Brasil es uno de los destinos turísticos más populares entre los argentinos, sobre todo por sus precios asequibles y sus playas. Sin embargo, la Organización Mundial de la Salud (OMS) recomendó a quienes van a viajar a destinos turísticos de ese país vacunarse al menos con diez días de antelación contra la fiebre amarilla.

«Brasil está viviendo un aumento de la actividad de la fiebre amarilla desde diciembre de 2016», señaló la OMS en un comunicado.
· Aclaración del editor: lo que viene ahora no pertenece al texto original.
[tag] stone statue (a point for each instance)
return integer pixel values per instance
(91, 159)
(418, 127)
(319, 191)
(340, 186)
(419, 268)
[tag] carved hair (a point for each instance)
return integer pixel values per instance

En los que va de 2018, las autoridades de ese país confirmaron once muertes por esta enfermedad en el estado de Minas Gerais, cuatro en el de San Pablo, tres en el de Río de Janeiro (donde ya hubo al menos 34 fallecimientos desde enero de 2017), una en el de Bahía y otra más en el distrito federal de Brasilia.

Ante esas cifras, las autoridades brasileñas proyectan habilitar controles sanitarios en los pasos fronterizos con el propósito de comprobar la inmunización de las personas.
“El vector de esta enfermedad es el mosquito, dos especies concretamente, una el selvático, el Haemagogus, y otra el de ciudad, urbano, que es el Aedes aegypti que es el que transporta también el virus del dengue. El que está en este momento generando en Brasil es el Haemagogus, pero el riesgo justamente es que lo empiece a transmitir el Aedes que es un mosquito que está más cerca del hombre”, especificó a CONBIENESTAR el infectólogo Eduardo López (MN 37586).

Por ahora, los casos de infecciones se produjeron en localidades del interior. Según los expertos, deben vacunarse todas las personas de uno a 60 años que vivan, transiten o viajen a lugares de alto riesgo, como la zona de Río de Janeiro, Minas Gerias, San Pablo, Bahía y Espírito Santo, en Brasil; las zonas selváticas de Bolivia y Paraguay, y Misiones o Corrientes, en la Argentina.

López aseveró que la forma más efectiva de no contraer la enfermedad es vacunarse: “La vacuna es altamente eficaz no ciento por ciento, pero es muy poco probable que un individuo vacunado se contagie de fiebre amarilla”. Asimismo, precisó que para que haga efecto debe realizarse entre diez y catorce días antes de viajar a una zona donde existe la posibilidad de entrar en contacto con la patología.

No se pueden inmunizar por contraindicación de uso de la vacuna las embarazadas; mujeres en lactancia materna; chicos menores de 12 meses; mayores de 60 años y los inmunosuprimidos, puntualizó el infectólogo. Por otro lado, aquellas personas que se hayan vacunado hace diez años no necesitan volver a hacerlo en este caso.

“Actualmente un individuo vacunado queda inmunizado para toda la vida, con una sola dosis ya queda protegido, no necesita volver a vacunarse. Al comienzo eran diez años pero ahora ya no”, aclaró el experto.

Prevención y control del estado de salud
Por otro lado es recomendable tomar medidas para evitar picaduras de mosquitos, que son los que transmiten el virus, y estar atentos ante posibles síntomas para ir al médico lo antes posible.
Los síntomas generalmente se manifiestan entre 3 y 6 días más tarde de que te pique el mosquito. Entre ellos, los más comunes en la primera etapa de la enfermedad son dolor de cabeza, dolores musculares y articulares, fiebre, sofoco, inapetencia, vómito e ictericia. Después de aproximadamente 3 a 4 días, a menudo desaparecen brevemente.

La fiebre amarilla puede causar problemas graves, entre ellos, sangrado interno, insuficiencia renal o hepática, infección en la glándula salival, infecciones bacterianas secundarias, shock, coma o muerte. Por eso, si vas a viajar a un área de Brasil lo más aconsejable es:
• Dormí en casas con mallas protectoras.
• Usá repelentes contra zancudos.
• Llevá puesta ropa ancha, más bien clara, que cubra todo el cuerpo. Eso incluye la cabeza, por lo que se recomienda en uso de sombreros o gorras.